There was no talk of revenge or redemption by the No. 2 Archbishop Spalding softball team after falling short in its bid for a third straight Interscholastic Athletic Association of Maryland A Conference title last season.
The Cavaliers just focused this season on reclaiming their position atop the league. That mantra helped them go undefeated in the conference, and yesterday, Spalding maintained that momentum with a 5-0 victory over visiting Seton Keough in the IAAM semifinals.
Elaine Nescio pitched another gem by going all seven innings and allowing one hit with four strikeouts. The Cavaliers will play Institute of Notre Dame or Mount de Sales, whose semifinal was postponed because of rain, as they search for their sixth title since 2000.
"It all starts with the seniors," Spalding coach Paul O'Brien said. "They are really intent on having a special season. This clean play, this focus is nothing but the result of senior leadership."
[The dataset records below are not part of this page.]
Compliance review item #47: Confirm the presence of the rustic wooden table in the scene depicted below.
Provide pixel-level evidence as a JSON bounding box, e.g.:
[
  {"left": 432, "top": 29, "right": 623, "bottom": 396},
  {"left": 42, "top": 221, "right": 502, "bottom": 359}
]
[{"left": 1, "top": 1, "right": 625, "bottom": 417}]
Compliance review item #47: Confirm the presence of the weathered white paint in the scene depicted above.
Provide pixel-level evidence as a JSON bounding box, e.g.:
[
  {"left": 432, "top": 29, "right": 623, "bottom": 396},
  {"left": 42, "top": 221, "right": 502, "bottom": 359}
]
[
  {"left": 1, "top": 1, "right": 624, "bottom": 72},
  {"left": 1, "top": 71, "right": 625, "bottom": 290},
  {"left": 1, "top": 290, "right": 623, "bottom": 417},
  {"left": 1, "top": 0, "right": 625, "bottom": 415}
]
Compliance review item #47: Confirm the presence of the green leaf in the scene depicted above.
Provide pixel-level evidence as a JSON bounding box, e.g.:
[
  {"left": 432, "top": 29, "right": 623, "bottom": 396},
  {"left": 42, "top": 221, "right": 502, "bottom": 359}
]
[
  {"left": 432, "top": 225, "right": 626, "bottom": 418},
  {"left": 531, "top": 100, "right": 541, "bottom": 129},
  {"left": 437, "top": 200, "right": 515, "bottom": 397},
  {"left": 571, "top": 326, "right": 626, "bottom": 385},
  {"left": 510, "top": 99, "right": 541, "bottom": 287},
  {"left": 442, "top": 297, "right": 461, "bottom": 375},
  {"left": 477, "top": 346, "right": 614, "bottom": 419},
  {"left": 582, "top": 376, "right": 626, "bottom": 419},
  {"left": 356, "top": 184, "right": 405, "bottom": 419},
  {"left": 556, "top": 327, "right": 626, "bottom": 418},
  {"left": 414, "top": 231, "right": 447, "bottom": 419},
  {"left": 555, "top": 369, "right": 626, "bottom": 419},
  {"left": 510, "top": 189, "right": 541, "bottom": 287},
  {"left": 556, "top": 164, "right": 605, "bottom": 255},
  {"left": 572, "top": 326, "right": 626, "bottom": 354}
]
The Cavaliers (16-1) had a wide-ranging list of contributors yesterday. Freshman Emily Weiman got three of Spalding's 10 hits and knocked in two runs. The team also got RBIs from senior Meghan Van Meter, sophomore Jean Sonni and junior Nescio.
Spalding got two runs in the first inning with Van Meter's RBI double and a triple by Weiman. The Cavaliers scored twice more in the third on a double by Weiman and a single by Nescio.
Sonni's sacrifice fly in the sixth rounded out the scoring. Nescio retired the first 14 batters before allowing a two-out double to Michelle Campbell.
"Our defense played incredible today," Nescio said. "Everybody did what they were supposed to do. We hit, we pitched well, we played defense."
The Gators had some bright spots, too. Freshman Megan Hyson came in to pitch in the fourth inning and completed the game with seven strikeouts, allowing one hit.
Seton Keough coach Dave Bowyer, The Sun's 2007 Coach of the Year, was disappointed the way the season ended, but said the Gators (7-8) are in position to contend for the conference title next year, losing only two seniors.
"They were more prepared than we were," Bowyer said. "They hit the ball and we didn't. That was the game."